Un nuovo capolavoro italiano: la corte d’appello che tiene aperta la curva della Juve squalifica la vittima dei cori. Applausi

A Lukaku è andata bene: avrebbero potuto accusarlo del reato di resistenza a pubblico razzista
Mg Torino 04/04/2023 - Coppa Italia / Juventus-Inter / foto Matteo Gribaudi/Image Sport nella foto: esultanza gol Romelu Lukaku

Nelle ore in cui, per coincidenza, il Ministro dello Sport Abodi annuncia che si adopererà “affinché ci sia una riforma della giustizia sportiva” (riferendosi ovviamente alle plusvalenze della Juve), la suddetta giustizia sportiva sancisce coi suoi modi passivo-burocratici che Romelu Lukaku è l’unico colpevole del reato di “vittima di razzismo.

Nel derelitto calcio italiano del 2023 tutto è possibile, financo il suo contrario. Per cui l’attaccante nero dell’Inter che rispose alla curva della Juve che lo insultava (“negro di merda” pare sia considerato ancora un insulto) zittendola nientemeno che con un violento dito indice piazzato sul muso, va punito con una giornata di squalifica. Non basta la decisione del Giudice Sportivo, serviva il secondo grado della Corte d’Appello a ribadire il concetto.
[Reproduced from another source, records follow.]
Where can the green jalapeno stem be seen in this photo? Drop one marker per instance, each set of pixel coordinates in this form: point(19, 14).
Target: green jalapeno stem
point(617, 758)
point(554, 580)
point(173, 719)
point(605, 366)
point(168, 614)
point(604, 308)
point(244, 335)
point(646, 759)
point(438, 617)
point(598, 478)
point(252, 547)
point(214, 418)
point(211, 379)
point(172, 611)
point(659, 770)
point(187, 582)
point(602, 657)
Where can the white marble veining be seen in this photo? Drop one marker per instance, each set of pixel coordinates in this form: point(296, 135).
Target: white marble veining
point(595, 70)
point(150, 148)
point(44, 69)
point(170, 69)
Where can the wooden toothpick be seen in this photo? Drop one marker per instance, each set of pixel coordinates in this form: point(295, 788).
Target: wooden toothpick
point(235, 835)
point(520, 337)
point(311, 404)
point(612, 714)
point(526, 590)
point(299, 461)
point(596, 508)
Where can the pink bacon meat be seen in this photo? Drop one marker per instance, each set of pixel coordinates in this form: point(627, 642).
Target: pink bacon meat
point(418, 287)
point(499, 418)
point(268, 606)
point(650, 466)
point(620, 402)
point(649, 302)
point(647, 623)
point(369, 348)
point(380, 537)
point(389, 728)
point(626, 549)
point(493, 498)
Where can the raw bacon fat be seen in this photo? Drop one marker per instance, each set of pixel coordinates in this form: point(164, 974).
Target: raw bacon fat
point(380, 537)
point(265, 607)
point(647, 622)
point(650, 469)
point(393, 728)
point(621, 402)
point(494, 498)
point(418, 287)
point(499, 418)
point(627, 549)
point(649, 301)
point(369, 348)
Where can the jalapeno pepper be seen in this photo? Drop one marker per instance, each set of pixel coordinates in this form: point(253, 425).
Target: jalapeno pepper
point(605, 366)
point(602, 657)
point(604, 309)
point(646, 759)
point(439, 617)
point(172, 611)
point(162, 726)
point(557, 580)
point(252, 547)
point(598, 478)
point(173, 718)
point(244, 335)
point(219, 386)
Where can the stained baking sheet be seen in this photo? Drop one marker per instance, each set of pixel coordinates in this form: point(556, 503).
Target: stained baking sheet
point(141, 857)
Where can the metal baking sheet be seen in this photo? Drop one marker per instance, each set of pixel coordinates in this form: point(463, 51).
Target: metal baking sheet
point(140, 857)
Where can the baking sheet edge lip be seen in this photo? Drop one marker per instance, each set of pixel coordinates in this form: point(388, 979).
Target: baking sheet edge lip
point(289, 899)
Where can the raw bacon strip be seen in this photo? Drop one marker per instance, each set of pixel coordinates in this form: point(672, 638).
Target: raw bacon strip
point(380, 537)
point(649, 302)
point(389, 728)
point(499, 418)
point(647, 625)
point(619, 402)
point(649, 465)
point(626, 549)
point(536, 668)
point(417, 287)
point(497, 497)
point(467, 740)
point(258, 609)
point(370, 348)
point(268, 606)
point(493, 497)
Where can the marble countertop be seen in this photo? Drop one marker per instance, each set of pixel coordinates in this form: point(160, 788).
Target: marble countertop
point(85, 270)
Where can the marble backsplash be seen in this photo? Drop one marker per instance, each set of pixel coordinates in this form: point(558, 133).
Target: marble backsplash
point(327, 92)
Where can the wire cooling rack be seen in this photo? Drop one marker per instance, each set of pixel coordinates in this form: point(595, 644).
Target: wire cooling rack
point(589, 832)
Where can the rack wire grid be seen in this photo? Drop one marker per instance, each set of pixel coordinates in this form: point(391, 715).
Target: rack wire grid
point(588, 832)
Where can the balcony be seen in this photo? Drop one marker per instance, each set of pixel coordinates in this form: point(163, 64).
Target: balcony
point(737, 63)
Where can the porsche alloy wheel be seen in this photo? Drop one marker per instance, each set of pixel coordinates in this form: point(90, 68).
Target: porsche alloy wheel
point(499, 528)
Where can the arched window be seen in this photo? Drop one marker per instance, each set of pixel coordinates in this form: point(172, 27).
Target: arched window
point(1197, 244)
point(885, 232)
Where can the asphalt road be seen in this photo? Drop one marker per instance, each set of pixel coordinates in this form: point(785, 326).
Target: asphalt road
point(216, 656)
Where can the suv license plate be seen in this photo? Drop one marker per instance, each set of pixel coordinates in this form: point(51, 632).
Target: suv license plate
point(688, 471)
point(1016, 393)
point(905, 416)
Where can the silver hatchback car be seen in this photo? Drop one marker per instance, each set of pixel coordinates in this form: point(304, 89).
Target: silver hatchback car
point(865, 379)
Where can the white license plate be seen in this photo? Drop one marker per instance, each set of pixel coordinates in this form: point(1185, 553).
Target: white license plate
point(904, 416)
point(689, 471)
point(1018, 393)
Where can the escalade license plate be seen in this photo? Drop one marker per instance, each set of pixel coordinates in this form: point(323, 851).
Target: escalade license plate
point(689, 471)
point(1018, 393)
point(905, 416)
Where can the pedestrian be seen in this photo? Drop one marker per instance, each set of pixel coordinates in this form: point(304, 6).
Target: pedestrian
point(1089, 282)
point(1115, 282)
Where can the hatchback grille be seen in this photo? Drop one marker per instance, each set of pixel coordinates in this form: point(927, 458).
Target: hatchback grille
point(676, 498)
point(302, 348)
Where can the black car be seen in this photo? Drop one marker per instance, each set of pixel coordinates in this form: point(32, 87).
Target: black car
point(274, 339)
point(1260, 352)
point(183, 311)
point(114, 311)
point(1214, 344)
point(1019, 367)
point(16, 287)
Dopo la semifinale di andata di Coppa Italia, Juve e Inter avevano presentato due ricorsi presso la stessa corte: la Juve contro la chiusura della curva che faceva il verso della scimmia al giocatore nero, e l’Inter contro la squalifica del suddetto giocatore nero per aver “provocato” la suddetta curva silenziandola, invece di subire in silenzio. La Corte ha dapprima riaperto la curva, di fatto disinnescando il verbale degli ispettori federali che avevano udito “la maggioranza” del pubblico bianconero urlare di tutto di più; e poi ha confermato la squalifica di Lukaku.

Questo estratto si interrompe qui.